Sensors (Mar 2021)
CCA: Cost-Capacity-Aware Caching for In-Memory Data Analytics Frameworks
Abstract
To process data from IoTs and wearable devices, analysis tasks are often offloaded to the cloud. As the amount of sensing data ever increases, optimizing the data analytics frameworks is critical to the performance of processing sensed data. A key approach to speed up the performance of data analytics frameworks in the cloud is caching intermediate data, which is used repeatedly in iterative computations. Existing analytics engines implement caching with various approaches. Some use run-time mechanisms with dynamic profiling and others rely on programmers to decide data to cache. Even though caching discipline has been investigated long enough in computer system research, recent data analytics frameworks still leave a room to optimize. As sophisticated caching should consider complex execution contexts such as cache capacity, size of data to cache, victims to evict, etc., no general solution often exists for data analytics frameworks. In this paper, we propose an application-specific cost-capacity-aware caching scheme for in-memory data analytics frameworks. We use a cost model, built from multiple representative inputs, and an execution flow analysis, extracted from DAG schedule, to select primary candidates to cache among intermediate data.
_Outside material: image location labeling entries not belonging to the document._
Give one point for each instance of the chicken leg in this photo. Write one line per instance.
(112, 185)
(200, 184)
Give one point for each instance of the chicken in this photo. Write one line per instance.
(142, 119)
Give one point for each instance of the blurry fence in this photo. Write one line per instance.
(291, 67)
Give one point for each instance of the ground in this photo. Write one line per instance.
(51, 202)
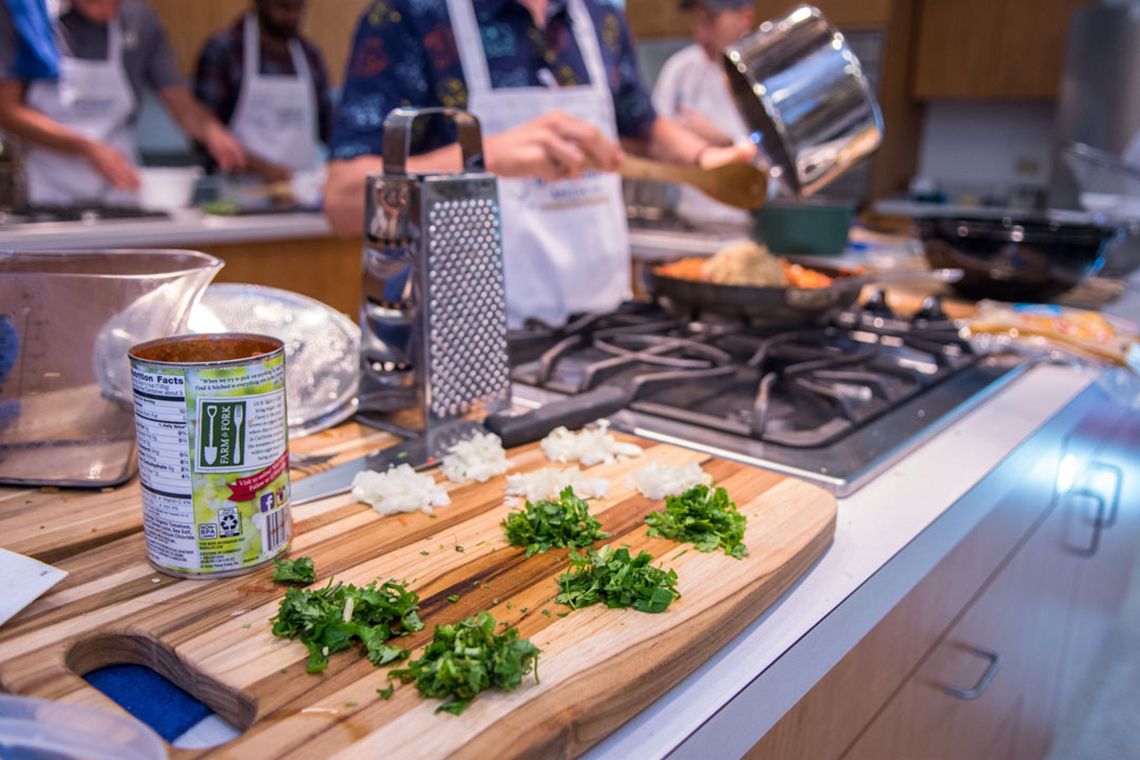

After the caching candidate is determined, the optimal caching is automatically selected during execution even if the programmers no longer manually determine the caching for the intermediate data. We implemented our scheme in Apache Spark and experimentally evaluated our scheme on HiBench benchmarks. Compared to the caching decisions in the original benchmarks, our scheme increases the performance by 27% on sufficient cache memory and by 11% on insufficient cache memory, respectively.